Pfff... nic się nie zmieniło na + od mojego ostatniego wpisu. Raz rzuciłam 3 kilo, przybrałam 2, znowu coś zrzuciłam i znowu przybrałam... Efekt miał być taki, że na 30ste urodziny miałam być sexy laską, a niestety zamiast tego waga wyświetliła mi pesel....

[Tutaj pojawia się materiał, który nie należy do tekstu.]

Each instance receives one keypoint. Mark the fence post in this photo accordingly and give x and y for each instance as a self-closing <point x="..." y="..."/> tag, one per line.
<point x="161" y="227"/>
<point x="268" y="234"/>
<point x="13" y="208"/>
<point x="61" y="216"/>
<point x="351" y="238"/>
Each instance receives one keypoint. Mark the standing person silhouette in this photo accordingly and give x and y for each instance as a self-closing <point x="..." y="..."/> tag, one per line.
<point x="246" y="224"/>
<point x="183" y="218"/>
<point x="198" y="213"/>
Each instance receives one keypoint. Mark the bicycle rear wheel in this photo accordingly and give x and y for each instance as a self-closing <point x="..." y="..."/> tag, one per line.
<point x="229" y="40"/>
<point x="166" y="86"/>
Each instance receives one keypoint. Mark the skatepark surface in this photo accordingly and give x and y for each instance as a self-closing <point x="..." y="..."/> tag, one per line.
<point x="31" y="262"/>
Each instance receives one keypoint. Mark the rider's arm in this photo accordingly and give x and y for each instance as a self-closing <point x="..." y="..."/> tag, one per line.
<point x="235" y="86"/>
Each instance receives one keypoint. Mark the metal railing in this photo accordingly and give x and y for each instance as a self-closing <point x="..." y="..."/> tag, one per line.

Tym razem podejmuję drastyczny krok czyli zabieram się za dietę kopenhaską. Właściwie to już się za nią zabrałam i właśnie kończę dzień drugi. 5 lat temu schudłam na tej diecie 7kg, ale to były czasy, gdzie trenowałam zawodowo piłkę ręczną, więc waga potem spadała dalej. Teraz minęły już ponad 4 lata od zakończenia kariery i od tego czasu przytyłam jakieś 15kg. Wzięłam sobie 2 dni wolnego w pracy, co razem z weekendem i świętem wypadającym w środę daje 5 dni, podczas których skupiam się na maxa na zrzuceniu kilogramów i ćwiczę 2 razy dziennie. Na razie pomimo niewielu dostarczanych kalorii jestem bardzo zmotywowana i wciąż pełna energii! Trzymajcie kciuki! Ja za Was trzymam :)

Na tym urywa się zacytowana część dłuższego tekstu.